A cellular communication system may be adapted to provide packet switched (PS) services for a mobile station. Examples of systems enabling packet switched services include the General Packet Radio Service (GPRS), the Enhanced Data rate for GSM Evolution (EDGE) mobile data network, the third generation (3G) telecommunication systems such as the Universal Mobile Telecommunication System (UMTS), i-phone or IMT-2000 (International Mobile Telecommunications) and the TErrestrial Trunked Radio (TETRA) system.
For example, in the current third generation (3G) architectures it is assumed that several different servers are used for handling functions required by various stages of processing of communication between two entities. These functions include different call state control functions (CSCFs) such as a proxy call stare control function (P-CSCF), interrogating call state control function (I-CSCF), and serving call state control function (S-CSCF). Control functions may also be provided by entities such as a home subscriber server (HSS) and various application servers. From the above mentioned servers the home subscriber server HSS is for storing subscriber relates information such as the registration identities (ID) of the subscriber or the terminals and so on. The home subscriber server HSS can be queried by other function entities during call or other session set-up procedures, e.g. for locating a subscriber. The term “session” refers to any communication such as to a call communication, data communication (e.g. web browsing) an so on.
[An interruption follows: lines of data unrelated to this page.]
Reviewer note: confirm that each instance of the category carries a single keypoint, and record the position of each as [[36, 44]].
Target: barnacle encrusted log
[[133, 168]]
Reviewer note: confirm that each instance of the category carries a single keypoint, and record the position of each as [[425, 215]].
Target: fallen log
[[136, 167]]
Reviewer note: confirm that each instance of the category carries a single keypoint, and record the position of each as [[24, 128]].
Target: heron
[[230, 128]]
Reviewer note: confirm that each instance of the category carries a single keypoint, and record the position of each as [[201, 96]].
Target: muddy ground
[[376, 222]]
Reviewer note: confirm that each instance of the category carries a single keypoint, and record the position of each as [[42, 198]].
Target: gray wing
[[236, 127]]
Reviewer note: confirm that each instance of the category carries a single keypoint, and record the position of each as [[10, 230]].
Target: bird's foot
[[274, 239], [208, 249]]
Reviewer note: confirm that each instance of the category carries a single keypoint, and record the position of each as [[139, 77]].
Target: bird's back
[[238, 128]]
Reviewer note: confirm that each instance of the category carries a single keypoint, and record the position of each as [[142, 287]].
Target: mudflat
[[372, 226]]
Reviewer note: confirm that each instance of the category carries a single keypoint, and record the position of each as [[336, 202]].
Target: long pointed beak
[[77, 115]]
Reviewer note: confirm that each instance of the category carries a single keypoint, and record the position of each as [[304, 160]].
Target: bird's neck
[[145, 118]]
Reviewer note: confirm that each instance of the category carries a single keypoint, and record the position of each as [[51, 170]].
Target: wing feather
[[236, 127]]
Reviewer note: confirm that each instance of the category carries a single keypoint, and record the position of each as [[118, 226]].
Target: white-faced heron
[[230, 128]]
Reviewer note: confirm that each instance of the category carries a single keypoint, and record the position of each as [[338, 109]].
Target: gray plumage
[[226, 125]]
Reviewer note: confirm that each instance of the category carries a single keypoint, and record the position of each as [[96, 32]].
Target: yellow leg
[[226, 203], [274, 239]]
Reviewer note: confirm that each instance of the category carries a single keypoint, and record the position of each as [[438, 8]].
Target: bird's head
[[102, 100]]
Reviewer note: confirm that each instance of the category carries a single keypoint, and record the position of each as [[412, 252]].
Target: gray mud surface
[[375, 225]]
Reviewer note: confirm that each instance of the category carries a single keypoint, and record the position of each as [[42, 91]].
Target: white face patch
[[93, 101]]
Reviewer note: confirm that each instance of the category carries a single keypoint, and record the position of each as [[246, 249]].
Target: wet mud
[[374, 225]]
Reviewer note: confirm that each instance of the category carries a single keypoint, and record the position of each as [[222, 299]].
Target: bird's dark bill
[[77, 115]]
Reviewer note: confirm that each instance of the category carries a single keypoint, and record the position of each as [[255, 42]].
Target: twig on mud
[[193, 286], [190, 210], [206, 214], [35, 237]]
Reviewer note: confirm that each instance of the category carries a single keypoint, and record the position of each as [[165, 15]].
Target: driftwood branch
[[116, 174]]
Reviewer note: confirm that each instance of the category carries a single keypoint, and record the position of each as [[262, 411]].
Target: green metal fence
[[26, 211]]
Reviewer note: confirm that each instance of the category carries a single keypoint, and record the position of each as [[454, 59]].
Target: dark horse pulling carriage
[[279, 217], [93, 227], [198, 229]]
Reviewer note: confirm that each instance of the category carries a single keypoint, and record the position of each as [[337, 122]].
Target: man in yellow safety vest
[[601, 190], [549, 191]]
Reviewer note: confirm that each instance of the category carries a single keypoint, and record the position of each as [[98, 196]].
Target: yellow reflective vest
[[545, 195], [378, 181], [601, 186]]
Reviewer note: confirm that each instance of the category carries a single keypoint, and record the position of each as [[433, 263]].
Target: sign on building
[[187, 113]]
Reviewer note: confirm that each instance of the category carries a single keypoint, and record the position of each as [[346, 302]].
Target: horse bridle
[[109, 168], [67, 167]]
However, the home subscriber server does not store dynamically any call related information or other information that relates to the status of a subscriber. In particular, the current network system are not provided with means for storing dynamically call related information or other information that relates to the status of a subscriber. For example, the home subscriber server HSS does not provide indication whether a subscriber is busy. Furthermore, e.g. in the packet switched environment a subscriber may have simultaneously one or more multimedia connections that are handled by different and from each other independent servers. The home subscriber server does not know if the subscriber is already having one or more of multimedia connections.
However, various network entities and/or services or other users may require information regarding the status of a certain subscriber or a call for their operation. An example of such a service/entity is the so called presence service/presence server.
In addition to “internal” clients, i.e. entities that are located within the network, the status information could be found useful by external clients. A client could be, for example, an user of a terminal or an entity that belongs to another network. For example, a user may want to know the status (e.g. availability) of another user (B-party). The user may find this information useful e.g. before trying to make a call to the B-party.
At present, for example in the GSM, the status of the B-party is checked over air interface. That is, a message is transmitted over the air interface to the B-subscriber mobile station. If the B-party mobile station receives the message it subsequently signals a response regarding the status thereof back to the network over the air interface.
A single network entity (e.g. the serving call state control function) may provide overall control for a connection. That is, the connection control can be “anchored” to and be provided by a serving network entity. This serving entity could be used to provide information that associates with a connection controlled by said entity. However, the inventors have found that this is not possible in the present network designs where the control functions of the multimedia or any other services may be distributed to be handled by different entities.
The inventors believe that services such as the presence service will become more popular among the users. Thus it must be assumed that the new services are generating a lot of new traffic into core network. The amount of traffic over the air interface generated by the new services may become substantially high and the possibility of overloading the air interface capacity may become a problem especially in the currently proposed 3G systems. Thus the inventors have found that an advantage could be provided if the status inquiry could be arranged to occur such that the inquiry is not transmitted over the air interface to the B-party mobile device as this wastes the limited air interface resources.
Another way of responding these queries could ease the capacity problem. However, the inventors have found that the present network arrangements are not capable of providing the information that is required e.g. by the presence service in such a way that it could readily accessed by an entity requiring the information. The prior art proposes no feasible solution for the storage and dynamic update of the status information and for the provision of this information for clients.